Following the war, he served as an engineer on Southern California Edisons frequency-change
project and at its completion joined Northrops Snark Missile project. There quite by chance he
became involved in technical publications and motion pictures.
In 1951, he was hired by Hughes Aircraft Company to write a widely circulated technical periodical called the Radar
Interceptor. Working closely with the Companys top designers, in the ensuing years he observed at first hand the fascinating evolution of airborne radar from the simple systems for the first all-weather interceptors to the advanced pulsed doppler
systems of today. He witnessed the development of the first radar-guided air-to-air missiles, the first incorporation of digital
computers in small airborne radars, the birth of laser radar, SAR, and the programmable digital signal processor; and he saw
the extension of airborne radar technology to space applications.

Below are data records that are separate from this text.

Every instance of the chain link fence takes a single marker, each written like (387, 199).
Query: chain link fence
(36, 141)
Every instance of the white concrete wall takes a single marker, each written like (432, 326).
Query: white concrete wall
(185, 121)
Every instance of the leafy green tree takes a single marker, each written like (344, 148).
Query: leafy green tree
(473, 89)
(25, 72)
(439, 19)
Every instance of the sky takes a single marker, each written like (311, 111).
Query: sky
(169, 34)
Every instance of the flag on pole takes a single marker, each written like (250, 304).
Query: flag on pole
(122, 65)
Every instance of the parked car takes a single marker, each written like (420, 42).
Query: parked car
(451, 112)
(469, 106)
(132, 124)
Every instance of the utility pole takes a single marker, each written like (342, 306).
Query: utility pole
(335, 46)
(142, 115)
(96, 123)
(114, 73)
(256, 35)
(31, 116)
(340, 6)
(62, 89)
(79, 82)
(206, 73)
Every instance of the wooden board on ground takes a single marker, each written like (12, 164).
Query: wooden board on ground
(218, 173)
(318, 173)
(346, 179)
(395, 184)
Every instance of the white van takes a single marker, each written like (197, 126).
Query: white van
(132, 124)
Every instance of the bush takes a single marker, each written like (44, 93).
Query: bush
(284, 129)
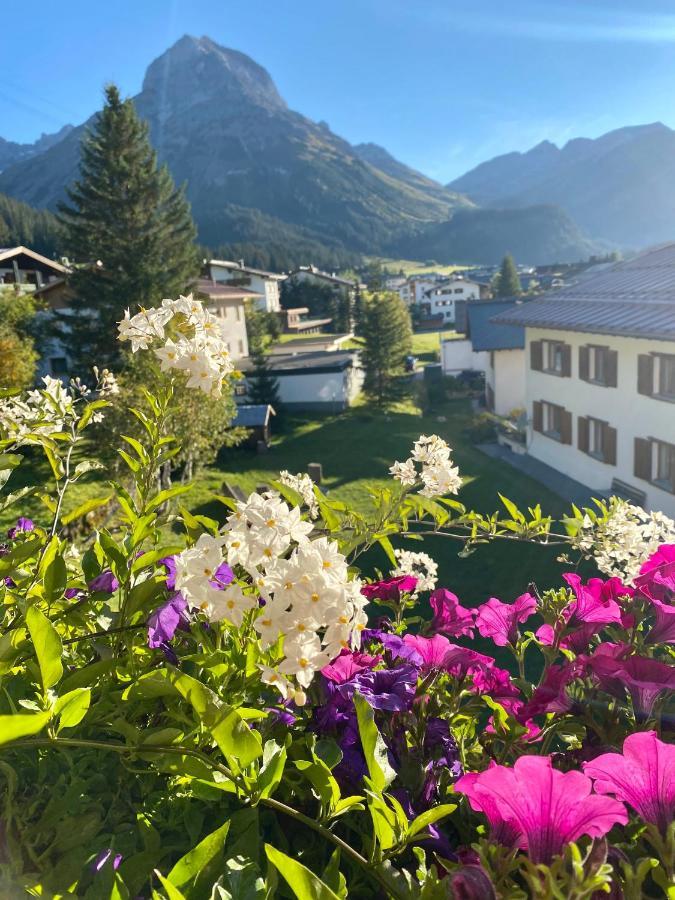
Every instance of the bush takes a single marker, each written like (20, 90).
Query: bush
(246, 712)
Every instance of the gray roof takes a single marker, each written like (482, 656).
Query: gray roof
(485, 333)
(311, 363)
(635, 298)
(250, 415)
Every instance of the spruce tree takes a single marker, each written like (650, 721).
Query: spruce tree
(385, 334)
(128, 230)
(508, 283)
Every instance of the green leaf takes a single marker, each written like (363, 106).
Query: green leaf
(304, 884)
(194, 864)
(86, 507)
(430, 817)
(374, 748)
(72, 707)
(239, 743)
(20, 725)
(48, 647)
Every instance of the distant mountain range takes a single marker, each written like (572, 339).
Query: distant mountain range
(619, 188)
(252, 167)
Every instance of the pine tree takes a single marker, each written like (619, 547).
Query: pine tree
(385, 334)
(508, 283)
(127, 228)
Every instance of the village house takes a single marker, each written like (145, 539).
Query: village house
(600, 379)
(327, 381)
(28, 270)
(265, 285)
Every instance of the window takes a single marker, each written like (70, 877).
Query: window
(553, 420)
(665, 376)
(553, 356)
(664, 465)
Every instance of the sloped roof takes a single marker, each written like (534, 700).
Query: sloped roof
(485, 333)
(250, 415)
(635, 298)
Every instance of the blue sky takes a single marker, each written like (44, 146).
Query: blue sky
(442, 84)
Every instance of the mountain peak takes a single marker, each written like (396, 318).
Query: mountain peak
(198, 70)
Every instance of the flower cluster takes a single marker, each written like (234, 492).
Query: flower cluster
(430, 462)
(303, 485)
(621, 541)
(309, 603)
(184, 336)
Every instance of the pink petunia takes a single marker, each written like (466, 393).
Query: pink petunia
(450, 616)
(538, 809)
(348, 664)
(391, 589)
(643, 776)
(500, 621)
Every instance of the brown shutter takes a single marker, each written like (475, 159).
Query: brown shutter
(538, 415)
(566, 361)
(611, 368)
(643, 459)
(565, 427)
(609, 445)
(537, 356)
(645, 374)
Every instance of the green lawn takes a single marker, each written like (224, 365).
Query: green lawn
(356, 449)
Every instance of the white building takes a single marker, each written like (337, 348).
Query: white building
(327, 381)
(600, 379)
(264, 284)
(441, 298)
(228, 304)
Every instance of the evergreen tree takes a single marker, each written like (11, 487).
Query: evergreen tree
(508, 283)
(385, 334)
(128, 229)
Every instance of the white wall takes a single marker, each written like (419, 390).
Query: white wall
(507, 380)
(632, 414)
(459, 354)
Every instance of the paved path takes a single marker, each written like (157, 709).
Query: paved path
(567, 488)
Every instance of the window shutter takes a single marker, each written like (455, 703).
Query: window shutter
(538, 415)
(566, 361)
(643, 459)
(645, 374)
(537, 356)
(565, 427)
(609, 445)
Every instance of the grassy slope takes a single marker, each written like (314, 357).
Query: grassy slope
(356, 450)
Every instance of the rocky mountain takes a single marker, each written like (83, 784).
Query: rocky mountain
(619, 187)
(11, 152)
(536, 234)
(218, 121)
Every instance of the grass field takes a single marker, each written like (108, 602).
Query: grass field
(356, 449)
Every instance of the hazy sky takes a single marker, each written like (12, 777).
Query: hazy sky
(442, 84)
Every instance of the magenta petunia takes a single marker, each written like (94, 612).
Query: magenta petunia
(450, 616)
(348, 664)
(538, 809)
(643, 776)
(391, 589)
(500, 621)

Following his retirement in 1990, he remained active in the field, teaching a short course in modern radar at the National Test
Pilots School in Mojave, writing a technical brochure on Hughes antenna radiation-pattern and RCS measurement facilities,
producing a fully narrated interactive multimedia presentation on the new HYSAR radar, and writing the article on radar for
the 1998 edition of the Encyclopedia Americana.